You're quite welcome.

So if you want to have a good time, get out there and find some worthy pain and conflict to confront. The battles will become the most interesting parts of your life. Resolving horrible conflicts and pushing through excruciating pain will become the most pleasurable and satisfying points in your otherwise pointless lives.

And don't tell me you can't find any to battle or I will hit you.

Oh, and by the way, the point behind this blog post is to point out what makes a good photograph... and what makes a good photographer. Every good photograph tells a story, and every good story has conflict.
But you gotta become a good photographer first.
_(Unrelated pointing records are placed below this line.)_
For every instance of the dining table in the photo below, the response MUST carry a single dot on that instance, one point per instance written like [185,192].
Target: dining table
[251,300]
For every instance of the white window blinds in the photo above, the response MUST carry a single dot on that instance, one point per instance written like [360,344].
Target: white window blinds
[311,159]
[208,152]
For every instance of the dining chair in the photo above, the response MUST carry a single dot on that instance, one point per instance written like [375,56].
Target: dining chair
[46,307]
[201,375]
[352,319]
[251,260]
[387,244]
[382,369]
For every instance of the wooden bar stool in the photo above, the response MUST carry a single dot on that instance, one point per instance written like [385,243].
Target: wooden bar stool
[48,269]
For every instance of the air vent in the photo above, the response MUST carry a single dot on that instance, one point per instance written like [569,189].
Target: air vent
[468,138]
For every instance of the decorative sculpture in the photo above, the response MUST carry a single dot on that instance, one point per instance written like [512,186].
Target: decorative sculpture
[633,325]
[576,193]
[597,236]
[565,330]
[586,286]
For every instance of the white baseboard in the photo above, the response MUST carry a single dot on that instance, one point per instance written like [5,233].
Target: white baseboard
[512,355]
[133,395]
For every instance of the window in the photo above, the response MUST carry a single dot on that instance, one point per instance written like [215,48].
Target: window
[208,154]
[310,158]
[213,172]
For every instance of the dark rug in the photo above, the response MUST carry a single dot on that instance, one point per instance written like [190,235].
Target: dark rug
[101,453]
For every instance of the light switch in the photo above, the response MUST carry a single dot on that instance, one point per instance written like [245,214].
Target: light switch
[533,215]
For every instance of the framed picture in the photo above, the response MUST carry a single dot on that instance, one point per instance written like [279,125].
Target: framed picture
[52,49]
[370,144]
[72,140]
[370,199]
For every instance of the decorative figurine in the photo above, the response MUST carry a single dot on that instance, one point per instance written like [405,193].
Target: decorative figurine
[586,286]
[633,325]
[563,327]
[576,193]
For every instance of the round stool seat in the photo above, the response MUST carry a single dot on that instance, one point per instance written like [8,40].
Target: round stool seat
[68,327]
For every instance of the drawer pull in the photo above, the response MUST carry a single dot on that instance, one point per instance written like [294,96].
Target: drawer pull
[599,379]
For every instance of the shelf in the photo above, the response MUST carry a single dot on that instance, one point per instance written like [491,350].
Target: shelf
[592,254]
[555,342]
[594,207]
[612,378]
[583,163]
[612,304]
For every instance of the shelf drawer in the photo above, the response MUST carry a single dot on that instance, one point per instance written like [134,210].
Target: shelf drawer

Thursday, January 22, 2009

Bumper sticker

"Photography been betty betty good to me." So good, it allowed me to retire early. Here's a bumper sticker I made to celebrate that fifteen year head start on retirement.

Wednesday, January 14, 2009

Photography is a lot like life...

We've all heard a million of them. They're on bumper stickers, pins, and lots of articles:

Photography is a lot like life—

...being at the right place at the right time, has its ups and downs,

...mistakes happen,

...half of it's negative, wait and see what develops.

I guess photography is also a lot like a box of chocolates. And a box of chocolates is a lot like a speckled pup, and a specked pup is a lot like a Buick floating on the ocean, and the ocean is a lot like photography, and photography is a lot like life....

HEY, WAIT! No it's not.

I saw a show on TV yesterday, and this gal was riding a horse in some deep snow. She said, "This snow is like an ocean." I heard her say it.
Now, don't get me wrong. I enjoy simile and metaphor as much or more as the next guy, but here's my point --
When she compares the snow to an ocean, her mind works to find equivalency. What is lost in the effort? The true nature of the snow.
While she's "finding" comparisons, she's losing the truth, missing the true nature, skipping right past the real thing. All in an effort to find connections. No connections were necessary.
Yes, but you say that's how the human mind works. Fine.
I will agree that's how most minds work, and if you want to settle in with the most, allow me to join you for a moment. I can play that game of muddled thinking. Let me see...let me see.... AH! Elvis is a lot like an Elvis impersonator.... No wait, I've got it! Photography is a lot like pizza.... No, wait, even better! Photography is a lot like Elvis eating pizza.
Oh what the hell: A pizza is a lot like a photograph of a pizza, until you try to eat it.

Saturday, January 3, 2009

Seven rules broken. So?

Seven broken rules

Photographers and other artists fall into two camps - those who talk about the rules and those who don't. Those who talk about the rules tend to learn them, follow them, teach them, preach them, and then hungrily start looking for more. They also judge others' art according to the rules they've learned.
Those who don't talk about the rules tend to ignore them in practice.
Then there are the clever folk who say you must first learn the rules before you break them. Sadly, when people learn rules, they become part of their system. Trying to break them after they've entered your bloodstream is practically impossible. Doing something against one's nature will present itself as artificial, superficial, contrived, and silly.
We also have those who just try to be different in order to be different - sort of like adolescents. Different is not better. Different is just different. And if it's done without a good reason behind it, it's just silly. Certain hairdo's come to mind, and when they look back at their yearbook photo in five years, they cover the picture in shame and embarrassment.
As artists, one good guideline to follow is to ask yourself if you'll be embarrassed by it in five years. (Note: 95% of all art gets worse over time. Of the remaining, 80% remain mercifully in good standing, and 20% improve over time. These are not scientific numbers but are intended to make a greater point.)
As for me? When I first started in art, I started to learn the rules. Very quickly, fortunately, I found out what the rules were for. I went about gathering the rules, but kept them outside my system by labeling them "Silly Rules." This allowed me to become aware of them without them being invited into my bloodstream.
May I suggest the same approach for you?